Die bisherigen Massnahmen zur Besucherinformation und -lenkung reichen nicht aus, um der Bedeutung des Schutzgebiets und dem wachsenden Erholungsdruck gerecht zu werden. Ab Mai 2026 wird ein «Rangerdienst Klingnauer Stausee» die Reservatsaufsicht ergänzen. Seit 1988 ist der Klingnauer Stausee durch ein kantonales Dekret geschützt. Seit 1992 gilt er als Wasser- und Zugvogelreservat von internationaler Bedeutung, ist Teil des Auenschutzparks Aargau und umfasst Flachmoore und Amphibienlaichgebiete von nationaler Bedeutung. Gleichzeitig ist er ein sehr beliebtes Naherholungsgebiet für unzählige Spaziergängerinnen und Spaziergänger, Velofahrer, Skater, Fischer, Ornithologen oder Fotografen. Klar ist: Der Erholungsdruck in der Region wird weiter steigen.

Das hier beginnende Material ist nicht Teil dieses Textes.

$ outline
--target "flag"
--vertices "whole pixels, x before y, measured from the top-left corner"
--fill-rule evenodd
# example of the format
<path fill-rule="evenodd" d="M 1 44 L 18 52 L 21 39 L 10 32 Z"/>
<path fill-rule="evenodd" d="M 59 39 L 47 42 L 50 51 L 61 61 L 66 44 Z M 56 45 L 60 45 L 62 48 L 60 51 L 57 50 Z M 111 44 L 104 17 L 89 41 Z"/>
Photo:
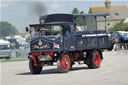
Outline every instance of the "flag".
<path fill-rule="evenodd" d="M 59 45 L 59 44 L 54 43 L 54 47 L 55 47 L 55 48 L 60 48 L 60 45 Z"/>

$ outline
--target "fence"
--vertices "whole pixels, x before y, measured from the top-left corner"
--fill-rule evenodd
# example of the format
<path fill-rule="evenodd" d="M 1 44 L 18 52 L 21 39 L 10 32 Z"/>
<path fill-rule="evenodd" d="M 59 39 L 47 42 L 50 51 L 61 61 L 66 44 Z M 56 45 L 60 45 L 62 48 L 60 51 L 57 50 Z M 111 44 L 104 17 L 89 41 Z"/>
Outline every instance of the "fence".
<path fill-rule="evenodd" d="M 11 59 L 27 59 L 29 48 L 19 48 L 11 50 Z"/>

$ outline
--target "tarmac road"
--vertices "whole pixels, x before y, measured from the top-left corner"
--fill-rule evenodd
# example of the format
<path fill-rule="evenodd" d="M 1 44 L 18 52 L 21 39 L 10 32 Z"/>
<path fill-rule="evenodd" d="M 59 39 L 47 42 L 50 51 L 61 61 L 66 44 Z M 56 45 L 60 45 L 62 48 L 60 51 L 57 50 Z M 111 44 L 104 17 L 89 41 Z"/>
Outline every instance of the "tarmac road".
<path fill-rule="evenodd" d="M 46 66 L 39 75 L 29 72 L 28 61 L 1 64 L 1 85 L 128 85 L 128 53 L 104 52 L 99 69 L 74 65 L 68 73 Z"/>

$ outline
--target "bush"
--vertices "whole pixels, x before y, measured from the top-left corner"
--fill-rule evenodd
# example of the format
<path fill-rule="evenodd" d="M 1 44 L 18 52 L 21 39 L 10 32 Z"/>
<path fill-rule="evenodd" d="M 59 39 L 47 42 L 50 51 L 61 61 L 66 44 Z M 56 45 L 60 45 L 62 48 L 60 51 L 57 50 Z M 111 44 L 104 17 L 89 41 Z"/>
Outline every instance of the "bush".
<path fill-rule="evenodd" d="M 123 23 L 122 20 L 120 23 L 117 23 L 114 27 L 109 28 L 109 31 L 128 31 L 128 23 Z"/>

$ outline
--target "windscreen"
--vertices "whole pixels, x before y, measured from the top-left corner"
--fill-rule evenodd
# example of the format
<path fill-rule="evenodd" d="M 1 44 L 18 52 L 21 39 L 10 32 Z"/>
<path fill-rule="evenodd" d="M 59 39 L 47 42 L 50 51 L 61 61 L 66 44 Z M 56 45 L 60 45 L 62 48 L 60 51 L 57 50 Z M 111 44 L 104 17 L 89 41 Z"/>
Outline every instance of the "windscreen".
<path fill-rule="evenodd" d="M 32 37 L 60 36 L 62 33 L 60 25 L 44 25 L 31 27 Z"/>
<path fill-rule="evenodd" d="M 0 50 L 9 49 L 9 45 L 0 45 Z"/>

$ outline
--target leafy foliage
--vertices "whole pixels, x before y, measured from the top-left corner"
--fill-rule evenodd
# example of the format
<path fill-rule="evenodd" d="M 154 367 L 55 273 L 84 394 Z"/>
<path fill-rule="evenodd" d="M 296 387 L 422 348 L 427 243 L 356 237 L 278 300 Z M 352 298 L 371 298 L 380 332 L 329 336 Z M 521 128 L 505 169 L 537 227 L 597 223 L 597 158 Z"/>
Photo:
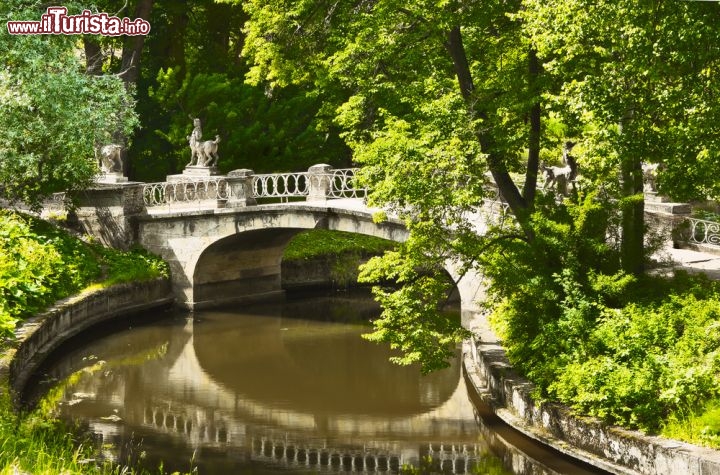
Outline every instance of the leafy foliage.
<path fill-rule="evenodd" d="M 512 261 L 487 254 L 493 318 L 539 396 L 655 432 L 720 394 L 720 284 L 622 272 L 604 237 L 608 208 L 589 199 L 538 213 L 537 240 L 516 241 Z"/>
<path fill-rule="evenodd" d="M 323 110 L 325 97 L 305 87 L 245 82 L 246 19 L 241 5 L 213 0 L 153 3 L 138 82 L 143 128 L 129 150 L 138 179 L 161 180 L 188 163 L 189 117 L 202 120 L 203 140 L 220 136 L 224 172 L 349 165 L 349 150 Z"/>
<path fill-rule="evenodd" d="M 415 260 L 404 256 L 408 252 L 417 252 L 412 243 L 373 257 L 360 267 L 359 282 L 382 284 L 373 287 L 382 313 L 373 321 L 374 331 L 364 337 L 400 350 L 400 356 L 390 361 L 419 363 L 420 370 L 429 373 L 447 367 L 455 345 L 470 333 L 462 328 L 457 315 L 443 312 L 454 287 L 444 269 L 416 267 L 411 264 Z"/>
<path fill-rule="evenodd" d="M 192 124 L 182 111 L 202 119 L 204 140 L 220 136 L 219 166 L 226 171 L 306 170 L 322 161 L 341 164 L 347 157 L 337 134 L 328 134 L 315 117 L 320 98 L 299 88 L 283 88 L 268 98 L 261 87 L 226 73 L 182 78 L 179 69 L 169 68 L 158 72 L 157 86 L 150 89 L 148 101 L 167 114 L 167 123 L 155 130 L 152 139 L 166 143 L 168 151 L 160 157 L 148 154 L 147 160 L 139 162 L 143 174 L 155 174 L 153 167 L 159 167 L 158 175 L 177 171 L 189 162 L 187 136 Z"/>
<path fill-rule="evenodd" d="M 40 18 L 34 2 L 0 5 L 0 23 Z M 39 206 L 51 193 L 87 187 L 94 147 L 137 124 L 119 78 L 88 76 L 72 37 L 0 31 L 0 198 Z"/>
<path fill-rule="evenodd" d="M 10 336 L 21 319 L 77 293 L 104 285 L 167 276 L 146 251 L 123 253 L 89 245 L 52 225 L 0 210 L 0 333 Z"/>

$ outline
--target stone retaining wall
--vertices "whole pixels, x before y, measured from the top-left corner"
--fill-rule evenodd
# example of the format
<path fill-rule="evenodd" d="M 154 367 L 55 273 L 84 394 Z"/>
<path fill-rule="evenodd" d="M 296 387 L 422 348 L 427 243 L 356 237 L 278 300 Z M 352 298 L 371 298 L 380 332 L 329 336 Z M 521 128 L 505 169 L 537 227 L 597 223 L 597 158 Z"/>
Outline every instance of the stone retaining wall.
<path fill-rule="evenodd" d="M 98 323 L 169 306 L 173 301 L 170 281 L 159 278 L 83 292 L 25 320 L 15 332 L 15 349 L 8 355 L 8 376 L 15 396 L 47 356 L 69 338 Z"/>
<path fill-rule="evenodd" d="M 513 371 L 487 319 L 476 316 L 472 330 L 479 342 L 466 341 L 463 347 L 472 386 L 501 419 L 529 437 L 611 473 L 720 475 L 720 451 L 609 427 L 559 404 L 536 403 L 533 384 Z"/>
<path fill-rule="evenodd" d="M 283 260 L 281 282 L 284 290 L 345 289 L 361 286 L 358 267 L 370 256 L 326 255 L 312 259 Z"/>

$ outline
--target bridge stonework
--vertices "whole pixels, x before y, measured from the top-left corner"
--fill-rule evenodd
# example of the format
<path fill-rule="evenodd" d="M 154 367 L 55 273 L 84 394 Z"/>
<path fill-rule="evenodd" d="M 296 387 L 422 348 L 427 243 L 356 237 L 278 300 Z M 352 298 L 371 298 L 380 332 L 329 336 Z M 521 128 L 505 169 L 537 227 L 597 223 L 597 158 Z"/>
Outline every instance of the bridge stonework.
<path fill-rule="evenodd" d="M 201 308 L 281 295 L 283 251 L 305 229 L 407 238 L 402 224 L 366 213 L 278 204 L 141 216 L 138 242 L 169 262 L 178 303 Z"/>
<path fill-rule="evenodd" d="M 284 293 L 283 251 L 302 230 L 407 239 L 401 221 L 373 222 L 373 211 L 360 199 L 364 190 L 354 188 L 351 180 L 351 170 L 319 165 L 292 174 L 238 170 L 194 182 L 98 186 L 81 196 L 77 216 L 88 234 L 107 245 L 139 244 L 163 257 L 182 307 L 270 300 Z M 292 197 L 305 201 L 287 202 Z M 257 204 L 268 199 L 285 202 Z M 475 302 L 484 286 L 477 274 L 459 279 L 456 267 L 446 263 L 450 276 L 459 281 L 467 321 L 477 312 Z"/>

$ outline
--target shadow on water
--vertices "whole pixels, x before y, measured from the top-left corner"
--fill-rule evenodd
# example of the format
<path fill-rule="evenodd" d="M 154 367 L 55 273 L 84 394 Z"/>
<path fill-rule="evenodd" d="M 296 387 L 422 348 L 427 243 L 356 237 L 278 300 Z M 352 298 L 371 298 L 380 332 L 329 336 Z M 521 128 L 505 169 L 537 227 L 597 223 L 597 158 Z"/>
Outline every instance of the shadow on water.
<path fill-rule="evenodd" d="M 28 397 L 98 434 L 104 457 L 151 469 L 601 473 L 471 402 L 459 351 L 429 376 L 388 363 L 360 337 L 378 312 L 342 294 L 149 318 L 65 347 Z"/>

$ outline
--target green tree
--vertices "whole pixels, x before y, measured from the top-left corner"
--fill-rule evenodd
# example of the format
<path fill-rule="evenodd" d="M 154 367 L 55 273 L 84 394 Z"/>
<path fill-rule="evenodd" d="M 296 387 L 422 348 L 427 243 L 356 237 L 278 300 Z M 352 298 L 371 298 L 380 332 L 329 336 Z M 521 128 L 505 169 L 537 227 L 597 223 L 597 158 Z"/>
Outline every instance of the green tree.
<path fill-rule="evenodd" d="M 443 366 L 447 343 L 465 333 L 440 316 L 442 268 L 475 265 L 485 245 L 467 215 L 489 196 L 486 175 L 518 218 L 512 239 L 533 239 L 542 71 L 510 16 L 519 2 L 244 6 L 249 78 L 320 91 L 363 165 L 371 204 L 394 208 L 411 231 L 365 268 L 365 279 L 404 285 L 378 291 L 384 312 L 371 338 L 403 351 L 401 363 Z M 525 175 L 520 186 L 512 172 Z"/>
<path fill-rule="evenodd" d="M 447 259 L 477 266 L 483 253 L 502 245 L 510 262 L 514 253 L 530 253 L 537 265 L 561 272 L 568 264 L 582 278 L 590 259 L 592 269 L 612 274 L 618 255 L 605 241 L 619 219 L 619 263 L 641 273 L 641 161 L 667 165 L 666 191 L 716 188 L 710 180 L 676 186 L 676 170 L 695 176 L 717 166 L 710 159 L 717 139 L 706 140 L 717 127 L 710 106 L 718 84 L 714 5 L 257 0 L 244 7 L 250 17 L 244 54 L 254 63 L 249 78 L 320 91 L 364 166 L 371 203 L 395 208 L 411 231 L 399 251 L 365 269 L 367 279 L 391 277 L 406 287 L 380 296 L 385 312 L 373 336 L 405 351 L 403 362 L 442 364 L 442 352 L 428 350 L 428 341 L 439 347 L 454 330 L 431 316 L 442 292 L 426 276 L 440 274 Z M 540 154 L 559 156 L 564 136 L 580 141 L 584 189 L 573 199 L 603 196 L 620 205 L 596 216 L 603 222 L 577 225 L 590 233 L 579 239 L 592 244 L 571 255 L 548 245 L 567 231 L 536 235 L 576 226 L 568 224 L 564 204 L 539 203 L 536 190 Z M 488 197 L 488 174 L 517 232 L 475 235 L 468 215 Z M 528 279 L 536 274 L 527 272 Z M 557 287 L 551 281 L 549 275 L 548 290 Z M 408 292 L 425 296 L 419 308 Z"/>
<path fill-rule="evenodd" d="M 0 6 L 0 197 L 32 206 L 87 187 L 98 173 L 95 146 L 137 123 L 120 79 L 84 73 L 76 38 L 12 36 L 4 28 L 42 13 L 35 2 Z"/>
<path fill-rule="evenodd" d="M 703 2 L 526 0 L 520 16 L 560 88 L 554 104 L 582 142 L 584 171 L 620 200 L 622 265 L 644 263 L 642 162 L 661 191 L 717 196 L 720 11 Z"/>
<path fill-rule="evenodd" d="M 137 82 L 142 128 L 129 150 L 137 179 L 162 180 L 182 170 L 189 160 L 189 117 L 202 120 L 204 139 L 220 135 L 224 172 L 349 165 L 347 146 L 325 118 L 333 115 L 320 110 L 323 98 L 315 91 L 245 82 L 246 20 L 240 5 L 154 2 Z"/>

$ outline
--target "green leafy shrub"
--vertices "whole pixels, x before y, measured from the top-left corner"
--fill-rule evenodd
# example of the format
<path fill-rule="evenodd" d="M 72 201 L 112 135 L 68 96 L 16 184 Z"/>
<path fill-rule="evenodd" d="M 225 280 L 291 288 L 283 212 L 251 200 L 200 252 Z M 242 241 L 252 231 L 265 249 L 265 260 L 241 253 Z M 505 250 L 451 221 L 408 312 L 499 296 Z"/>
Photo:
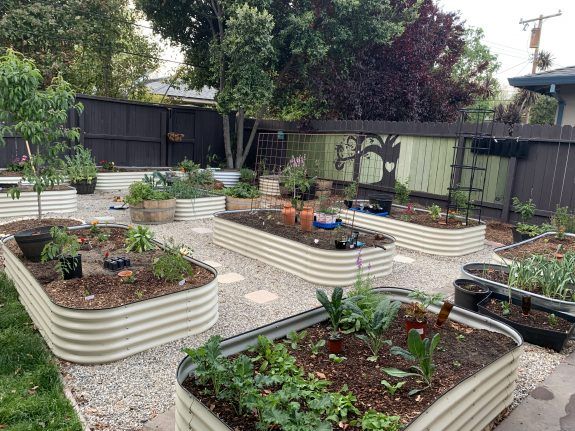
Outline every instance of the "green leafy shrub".
<path fill-rule="evenodd" d="M 437 348 L 439 341 L 439 334 L 435 334 L 432 339 L 425 338 L 422 340 L 416 329 L 410 330 L 409 334 L 407 334 L 407 350 L 399 346 L 393 346 L 391 353 L 401 356 L 410 362 L 415 362 L 417 365 L 410 367 L 410 371 L 402 371 L 397 368 L 382 368 L 382 371 L 392 377 L 398 377 L 400 379 L 412 376 L 421 378 L 427 386 L 412 389 L 409 391 L 409 395 L 415 395 L 427 389 L 431 386 L 431 380 L 435 373 L 436 366 L 433 363 L 433 352 Z"/>
<path fill-rule="evenodd" d="M 565 233 L 575 233 L 575 215 L 569 213 L 569 207 L 557 205 L 555 214 L 551 217 L 551 225 L 557 232 L 557 238 L 563 239 Z"/>
<path fill-rule="evenodd" d="M 527 202 L 521 202 L 517 196 L 513 197 L 513 211 L 518 212 L 521 217 L 521 221 L 526 223 L 531 217 L 535 215 L 535 204 L 533 199 L 529 199 Z"/>
<path fill-rule="evenodd" d="M 439 205 L 433 204 L 430 205 L 427 209 L 429 210 L 429 217 L 431 217 L 431 220 L 439 220 L 439 217 L 441 217 L 441 207 Z"/>
<path fill-rule="evenodd" d="M 226 196 L 239 199 L 255 199 L 260 196 L 257 187 L 248 183 L 237 183 L 235 186 L 225 189 Z"/>
<path fill-rule="evenodd" d="M 363 431 L 399 431 L 402 427 L 399 416 L 388 416 L 375 410 L 368 410 L 361 418 Z"/>
<path fill-rule="evenodd" d="M 61 277 L 64 272 L 74 271 L 76 260 L 60 260 L 65 256 L 76 256 L 80 251 L 80 243 L 76 235 L 70 235 L 65 227 L 53 226 L 50 229 L 52 241 L 44 246 L 40 259 L 42 262 L 56 260 L 56 271 Z"/>
<path fill-rule="evenodd" d="M 467 209 L 469 206 L 469 195 L 463 190 L 453 190 L 451 192 L 451 199 L 455 203 L 457 211 Z"/>
<path fill-rule="evenodd" d="M 411 190 L 409 190 L 409 180 L 400 181 L 395 180 L 395 199 L 400 205 L 407 205 L 409 203 L 409 194 Z"/>
<path fill-rule="evenodd" d="M 184 160 L 182 160 L 180 163 L 178 163 L 178 169 L 181 172 L 190 173 L 190 172 L 198 171 L 200 169 L 200 165 L 197 163 L 194 163 L 192 160 L 188 160 L 187 157 L 184 157 Z"/>
<path fill-rule="evenodd" d="M 64 161 L 66 163 L 66 175 L 73 183 L 80 181 L 91 182 L 98 176 L 98 169 L 92 156 L 92 151 L 82 145 L 76 145 L 74 147 L 74 155 L 66 156 Z"/>
<path fill-rule="evenodd" d="M 143 253 L 153 250 L 156 246 L 153 243 L 154 232 L 145 226 L 130 227 L 126 232 L 126 251 Z"/>
<path fill-rule="evenodd" d="M 194 274 L 192 264 L 186 260 L 189 250 L 185 247 L 174 245 L 170 240 L 165 244 L 165 252 L 154 259 L 152 272 L 156 278 L 169 282 L 184 280 Z"/>
<path fill-rule="evenodd" d="M 343 197 L 348 201 L 352 201 L 357 197 L 357 182 L 349 183 L 345 186 Z"/>
<path fill-rule="evenodd" d="M 198 199 L 212 195 L 211 192 L 189 179 L 178 179 L 167 190 L 176 199 Z"/>
<path fill-rule="evenodd" d="M 143 201 L 163 201 L 172 199 L 172 195 L 164 190 L 155 190 L 154 187 L 143 181 L 137 181 L 130 185 L 129 193 L 125 201 L 130 205 L 138 205 Z"/>
<path fill-rule="evenodd" d="M 255 180 L 256 180 L 255 171 L 248 168 L 240 169 L 240 182 L 252 184 Z"/>
<path fill-rule="evenodd" d="M 316 298 L 321 303 L 321 305 L 323 305 L 323 308 L 325 308 L 325 311 L 327 311 L 327 314 L 329 315 L 332 336 L 337 336 L 339 326 L 341 324 L 341 319 L 343 317 L 343 289 L 341 287 L 336 287 L 333 289 L 331 294 L 331 301 L 328 299 L 324 290 L 317 289 Z"/>

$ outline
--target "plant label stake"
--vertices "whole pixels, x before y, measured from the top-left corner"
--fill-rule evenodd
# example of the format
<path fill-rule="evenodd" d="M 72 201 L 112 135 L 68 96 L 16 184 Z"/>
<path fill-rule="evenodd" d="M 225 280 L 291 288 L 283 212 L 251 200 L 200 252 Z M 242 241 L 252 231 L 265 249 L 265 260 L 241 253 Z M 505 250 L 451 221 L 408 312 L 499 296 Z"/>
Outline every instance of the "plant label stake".
<path fill-rule="evenodd" d="M 443 301 L 443 305 L 441 306 L 441 310 L 439 310 L 439 314 L 437 315 L 437 320 L 435 324 L 437 326 L 443 325 L 447 318 L 449 317 L 449 313 L 451 313 L 451 309 L 453 308 L 453 304 L 449 301 Z"/>
<path fill-rule="evenodd" d="M 531 312 L 531 297 L 529 295 L 521 297 L 521 311 L 525 316 L 528 316 Z"/>

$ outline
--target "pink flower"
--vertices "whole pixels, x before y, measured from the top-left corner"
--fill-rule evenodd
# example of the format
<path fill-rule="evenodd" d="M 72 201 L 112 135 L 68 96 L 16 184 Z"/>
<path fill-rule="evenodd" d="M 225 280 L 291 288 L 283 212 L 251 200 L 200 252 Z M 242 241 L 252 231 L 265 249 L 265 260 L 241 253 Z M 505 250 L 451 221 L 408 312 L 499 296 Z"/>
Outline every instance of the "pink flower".
<path fill-rule="evenodd" d="M 361 269 L 363 267 L 363 260 L 361 258 L 361 250 L 359 251 L 359 253 L 357 253 L 357 259 L 355 261 L 355 265 L 357 266 L 357 269 Z"/>

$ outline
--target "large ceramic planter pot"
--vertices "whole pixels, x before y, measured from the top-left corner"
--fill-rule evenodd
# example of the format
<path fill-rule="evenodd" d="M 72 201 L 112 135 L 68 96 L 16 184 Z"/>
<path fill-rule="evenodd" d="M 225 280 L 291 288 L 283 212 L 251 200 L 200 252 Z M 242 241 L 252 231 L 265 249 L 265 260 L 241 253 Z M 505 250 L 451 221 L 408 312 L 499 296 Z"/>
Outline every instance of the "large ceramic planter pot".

Heute erfolgt die Beaufsichtigung der Besuchenden und der Vollzug jagdpolizeilicher Aufgaben durch einen Reservatsaufseher. Seit 2019 hilft das Naturzentrum von BirdLife als Anlaufstelle für Fragen und sensibilisiert die Besuchenden in ihrer Ausstellung und auf Führungen. Ergänzend soll ein «Rangerdienst Klingnauer Stausee» zur Sensibilisierung der Erholungssuchenden durch häufigere Information vor Ort sowie eine vertiefte Aufklärung der Schutzziele zur Abdeckung der Aufgaben gemäss dem Klingnauer-Stausee-Dekret beitragen. Die Hauptaufgabe dieses Rangerdienstes wird die Information der Besuchenden draussen im Schutzgebiet sein. Auf regelmässigen Rundgängen werden die Mitarbeitenden Fragen vor Ort beantworten, die Besuchenden über die Naturwerte informieren und für den Schutz des Klingnauer Stausees sensibilisieren. Der «Rangerdienst Klingnauer Stausee» wird im Auftrag des Departements Bau, Verkehr und Umwelt durch das BirdLife-Naturzentrum organisiert und wird im Mai 2026 seinen Betrieb aufnehmen.